Some horses are extremely stoic and will hide discomfort until it’s just too much for them to cope with. These are the horses that people tell you are oh so quiet – until they explode.

So, is the horse quiet or internalized?

Horses are prey animals; because of this, some of them are exceptionally good at hiding discomfort. They don’t want to be the ones that stand out of the herd as weak or compromised and become a target. Others have been ‘bomb-proofed’ or taught to shut down (sometimes called ‘learned helplessness’). They have been taught to disconnect from their natural reactions. Either of these types may not show the typical signs of discomfort that other, more expressive horses do. It doesn’t necessarily mean that they aren’t experiencing discomfort. Stoic horses do their very best to do their job and live their life without complaining. Tension and restrictions are often widespread before anyone notices they need help.

So how can you tell if the horse you’re working on might be one of them? Do they stay a little too still when you palpate? Do they hold their breath when you touch them? Stare into the distance like they aren’t there with you? Hold tension around the mouth, cheek, ears or eyes? The more stoic the horse, the more subtle their signals may be. They don’t wear their emotions on their sleeves.

These horses need a gentle, slow approach. Be sure that the tissues are letting you in, that you aren’t pushing to muscle your way in. As the horse relaxes and gains confidence in the work their heads will start to lower and their breathing deepen as their internal tension releases. Allow the horse to protect an area if they need to. It can take more than one session, but when they trust you enough, they will let you in.
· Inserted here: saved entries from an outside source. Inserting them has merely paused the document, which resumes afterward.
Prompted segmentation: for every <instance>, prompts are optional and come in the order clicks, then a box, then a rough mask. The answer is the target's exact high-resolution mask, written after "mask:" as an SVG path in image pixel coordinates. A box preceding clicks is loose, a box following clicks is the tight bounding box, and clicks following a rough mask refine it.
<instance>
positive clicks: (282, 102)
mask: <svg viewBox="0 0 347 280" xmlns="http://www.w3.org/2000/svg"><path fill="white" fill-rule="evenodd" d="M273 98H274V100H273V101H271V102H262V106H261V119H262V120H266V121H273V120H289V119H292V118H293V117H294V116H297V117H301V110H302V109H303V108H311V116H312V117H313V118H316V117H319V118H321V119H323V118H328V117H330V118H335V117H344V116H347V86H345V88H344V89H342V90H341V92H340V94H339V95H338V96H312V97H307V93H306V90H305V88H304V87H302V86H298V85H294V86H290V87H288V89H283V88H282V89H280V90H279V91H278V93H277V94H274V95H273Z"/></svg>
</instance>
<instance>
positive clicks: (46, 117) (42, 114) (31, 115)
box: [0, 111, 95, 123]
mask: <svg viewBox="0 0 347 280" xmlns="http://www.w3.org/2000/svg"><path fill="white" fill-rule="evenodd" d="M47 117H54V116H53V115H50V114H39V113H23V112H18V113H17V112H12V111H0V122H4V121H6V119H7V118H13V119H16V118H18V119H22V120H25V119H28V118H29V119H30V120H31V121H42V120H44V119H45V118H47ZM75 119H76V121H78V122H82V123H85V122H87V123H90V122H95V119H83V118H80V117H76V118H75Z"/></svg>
Sometimes a horse will process the experience on their own after you have left and realize that they are ok with the work and next time they be more open. Work with their brain as much as their body. Ideally, these horses will learn to feel safe enough with you begin expressing themselves a little more. And stay alert – there may be a “trigger” or primal response waiting to be unleashed.

Not everyone is observant enough to work well with these horses. The problem here is that the horse faces a double-edged sword: either he submits to insensitive manipulations, or he reacts by either defending himself or extracting himself from the situation. The horse gets labeled as ‘dangerous under the circumstances’ and doesn’t get the bodywork it needs, when it’s the bodyworker who put the horse into an unfair, no-win situation. Please don’t be one of them.